Que dire lorsqu'il s'agit d'un musée qui détruit malencontreusement les oeuvres qu'il expose ?

Juillet 2006. L'exemple qui est arrivé au musée Georges Pompidou à Paris n'est probablement pas un cas isolé, mais il a marqué les esprits - notamment des américains, puisque ce ne sont pas moins de deux oeuvres d'artistes américains, qui avaient été prêtées au musée le temps de l'exposition "Los Angeles 1955-1985, naissance d'une capitale artistique", qui ont été détruites !

Le LACMA (Los Angeles Country Museum of Art) doit regretter le prêt de l'oeuvre en laque acrylique sur plexiglas  Untitled Wall Relief (1969) de Craig Kauffman : elle est tout simplement tombé du mur où elle était accrochée, et elle s'est brisée, la veille de la clotûre de l'exposition ! Quand on pense que cette oeuvre avait résisté à quelques tremblements de terre...

Même constat pour la galerie Franklin Parrasch de New York dont la colonne en résine noire Untitled (1971) de Peter Alexander s'est décrochée et cassée la veille du vernissage de l'exposition (il ne restera à la gallerie plus que ce superbe Cobalt Wedge !).
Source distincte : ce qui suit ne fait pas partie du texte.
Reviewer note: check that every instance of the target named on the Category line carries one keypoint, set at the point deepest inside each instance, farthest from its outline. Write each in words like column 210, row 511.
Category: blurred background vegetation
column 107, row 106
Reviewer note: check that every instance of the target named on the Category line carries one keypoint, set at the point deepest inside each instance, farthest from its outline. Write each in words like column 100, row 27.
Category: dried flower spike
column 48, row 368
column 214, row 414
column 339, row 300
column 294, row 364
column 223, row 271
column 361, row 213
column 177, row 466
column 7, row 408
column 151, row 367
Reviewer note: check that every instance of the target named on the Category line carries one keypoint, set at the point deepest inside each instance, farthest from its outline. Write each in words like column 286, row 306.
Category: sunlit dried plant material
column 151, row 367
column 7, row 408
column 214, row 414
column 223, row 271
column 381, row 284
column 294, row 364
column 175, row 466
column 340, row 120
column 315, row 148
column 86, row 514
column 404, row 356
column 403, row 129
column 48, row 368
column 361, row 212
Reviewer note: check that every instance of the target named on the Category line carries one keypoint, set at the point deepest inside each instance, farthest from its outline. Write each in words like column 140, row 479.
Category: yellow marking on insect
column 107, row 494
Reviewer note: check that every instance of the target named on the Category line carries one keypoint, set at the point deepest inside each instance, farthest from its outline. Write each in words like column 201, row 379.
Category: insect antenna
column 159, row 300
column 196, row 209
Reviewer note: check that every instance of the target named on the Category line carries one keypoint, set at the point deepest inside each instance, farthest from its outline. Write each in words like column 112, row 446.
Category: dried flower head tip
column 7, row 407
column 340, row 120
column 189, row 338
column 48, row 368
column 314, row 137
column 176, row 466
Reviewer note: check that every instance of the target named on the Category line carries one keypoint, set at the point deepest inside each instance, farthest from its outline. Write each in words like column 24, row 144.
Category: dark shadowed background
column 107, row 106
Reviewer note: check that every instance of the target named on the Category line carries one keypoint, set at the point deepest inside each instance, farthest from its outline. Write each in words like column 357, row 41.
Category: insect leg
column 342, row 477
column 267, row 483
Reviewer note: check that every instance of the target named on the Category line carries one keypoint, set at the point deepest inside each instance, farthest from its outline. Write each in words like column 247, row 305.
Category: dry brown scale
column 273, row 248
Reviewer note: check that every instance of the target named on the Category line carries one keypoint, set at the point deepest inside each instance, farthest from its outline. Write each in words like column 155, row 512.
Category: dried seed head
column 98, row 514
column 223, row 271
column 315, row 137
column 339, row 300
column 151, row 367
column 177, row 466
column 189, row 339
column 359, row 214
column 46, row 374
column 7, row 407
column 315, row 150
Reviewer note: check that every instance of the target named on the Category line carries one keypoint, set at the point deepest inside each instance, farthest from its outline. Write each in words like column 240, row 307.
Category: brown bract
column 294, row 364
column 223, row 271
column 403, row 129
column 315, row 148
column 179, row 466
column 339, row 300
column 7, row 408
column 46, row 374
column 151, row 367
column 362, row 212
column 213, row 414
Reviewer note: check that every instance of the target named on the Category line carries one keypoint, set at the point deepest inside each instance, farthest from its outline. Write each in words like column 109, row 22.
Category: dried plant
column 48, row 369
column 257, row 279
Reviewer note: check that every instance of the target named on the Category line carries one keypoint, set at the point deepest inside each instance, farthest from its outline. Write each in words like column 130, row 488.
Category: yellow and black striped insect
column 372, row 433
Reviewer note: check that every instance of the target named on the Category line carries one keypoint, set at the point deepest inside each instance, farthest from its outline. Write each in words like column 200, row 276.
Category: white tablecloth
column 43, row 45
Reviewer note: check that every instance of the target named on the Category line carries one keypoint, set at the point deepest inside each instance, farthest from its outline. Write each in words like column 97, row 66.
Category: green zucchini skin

Une troisième oeuvre, une peinture de Robert Irwin prêté par la fondation Eli Broad, avait déjà été endommagée puis réparée en mars.

Un critique américain se demande même si un grand musée a déjà commis autant d'impairs pour une seule et même exposition... D'autre part, la LACMA demande le remboursement à valeur marchande de l'oeuvre de Kauffman (70 000 $) et cherche à déterminer les responsabilités avec le musée français. L'oeuvre d'Alexander est elle estimée à 28 000 $.

De son côté, la conservatrice du musée Georges Pompidou rejette toute responsabilité de son établissement. Pour elle, il s'agit d'une coïncidence : les deux oeuvres, faites dans un matériau similaire et à la même époque, était trop fragiles...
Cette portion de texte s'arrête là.